MICT Inc (NASDAQ: MICT) is setting the stage for a strong day in the market today after releasing its financial results for the fourth quarter. Not only did the results show strong revenue and a minimal non-GAAP loss, the company’s performance in a year when the COVID-19 pandemic took hold around the world is impressive and the company’s cash position is something you never see among companies of its size.
Here’s what’s going on:
MICT Reports Financial Results
As mentioned above, MICT reported its financial results for the fourth quarter and full year this morning, which proved to be overwhelmingly exciting.

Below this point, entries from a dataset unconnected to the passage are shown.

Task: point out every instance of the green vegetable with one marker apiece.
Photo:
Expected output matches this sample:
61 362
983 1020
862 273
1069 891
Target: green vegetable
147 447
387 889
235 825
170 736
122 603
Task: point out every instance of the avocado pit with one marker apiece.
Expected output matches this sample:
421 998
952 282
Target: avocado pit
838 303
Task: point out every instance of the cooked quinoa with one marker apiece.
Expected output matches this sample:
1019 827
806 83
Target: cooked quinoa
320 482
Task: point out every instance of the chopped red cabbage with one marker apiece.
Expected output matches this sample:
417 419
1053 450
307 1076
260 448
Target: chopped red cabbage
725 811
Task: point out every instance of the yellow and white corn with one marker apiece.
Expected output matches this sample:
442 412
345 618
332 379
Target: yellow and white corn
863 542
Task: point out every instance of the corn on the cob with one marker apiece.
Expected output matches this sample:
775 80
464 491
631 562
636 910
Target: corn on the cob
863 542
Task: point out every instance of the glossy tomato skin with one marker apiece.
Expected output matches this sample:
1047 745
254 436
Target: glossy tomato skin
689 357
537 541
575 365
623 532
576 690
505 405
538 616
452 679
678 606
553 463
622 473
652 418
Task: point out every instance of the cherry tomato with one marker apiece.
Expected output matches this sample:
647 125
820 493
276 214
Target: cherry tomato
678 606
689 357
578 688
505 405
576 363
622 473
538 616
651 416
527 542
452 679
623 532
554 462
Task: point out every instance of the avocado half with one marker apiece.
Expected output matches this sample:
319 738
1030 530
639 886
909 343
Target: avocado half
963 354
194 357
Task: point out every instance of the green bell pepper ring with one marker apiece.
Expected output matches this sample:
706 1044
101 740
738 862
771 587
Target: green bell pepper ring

During the year, the company generated $1.2 million in revenue, representing a 146% increase over 2019. Importantly, $824,000 of the revenue was generated in the fourth quarter, largely as a result of the company’s strong performance in the insurance market, which is expected to grow at a compelling rate throughout this year and beyond. Moreover, the non-GAAP loss came in at just $3.9 million.
Importantly, in the fourth quarter of the year, the company entered into an agreement to acquire Huapei, a Hong Kong Securities and investment firm. This acquisition was completed early this year, setting the stage for the company to move forward with its proprietary stock trading platform, which MICT says its testing as we speak.
Importantly, the insurance platform launched ahead of schedule, driving compelling revenues in December, which are likely to expand greatly as the 2021 year continues to roll. The growth potential here is exciting, especially considering the nationwide licence the company acquired to distribute its products throughout China in February.
While all of the above is impressive, the cash position here is something we never see with companies of this size. The company closed the 2020 year with $29 million in the bank. So far this year, it has raised another $114 million. So, all told, we’re talking about a company with a market cap of about $200 million that’s holding nearly three quarters of that total value in cash!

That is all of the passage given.